Britain has one of the worst records among developed countries for diagnosing brain tumours in children, according to new research.
It can take as much as three times longer to get a correct diagnosis in the UK compared to the US and Canada, researchers from a campaign aiming to raise awareness of the symptoms have said.
The Headsmart initiative is aiming to increase knowledge of the symptoms among parents and GPs, in the hope of getting a quicker diagnosis, saving lives and stopping sufferers from being disabled as a result of a tumour.
The condition is the leading cause of cancer deaths in children, but the symptoms are often mistaken for other more minor problems, meaning vital treatment time is lost.
Professor David Walker from the Children's Brain Tumour Research Centre at the University of Nottingham told Sky News: "There are two risks with delayed diagnosis; one is early death and the other one is greater brain injury.
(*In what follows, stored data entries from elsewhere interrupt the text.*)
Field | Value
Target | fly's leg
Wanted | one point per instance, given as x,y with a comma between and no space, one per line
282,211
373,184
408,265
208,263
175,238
"So the longer the delay between symptom onset and diagnosis, the greater the risk of early death and the greater the risk of brain injury which may not subsequently fully recover."
Neil and Angela Dickson, whose daughter Samantha died from a brain tumour which was not correctly diagnosed for nine months, now run a charity in her name and have helped fund Headsmart.
They have been running the Samantha Dickson Brain Tumour Trust for 14 years and regularly hear stories of brain tumours not being diagnosed quickly enough, often with tragic consequences.
Mrs Dickson said: "We were surprised that this is the second biggest cancer and it kills more adults and children under 40 than any other cancer, and yet there is not enough attention from the larger charities to do more about it."
Around 500 children and young people are diagnosed with brain tumours every year and a total of a quarter of all childhood cancers occur in the brain.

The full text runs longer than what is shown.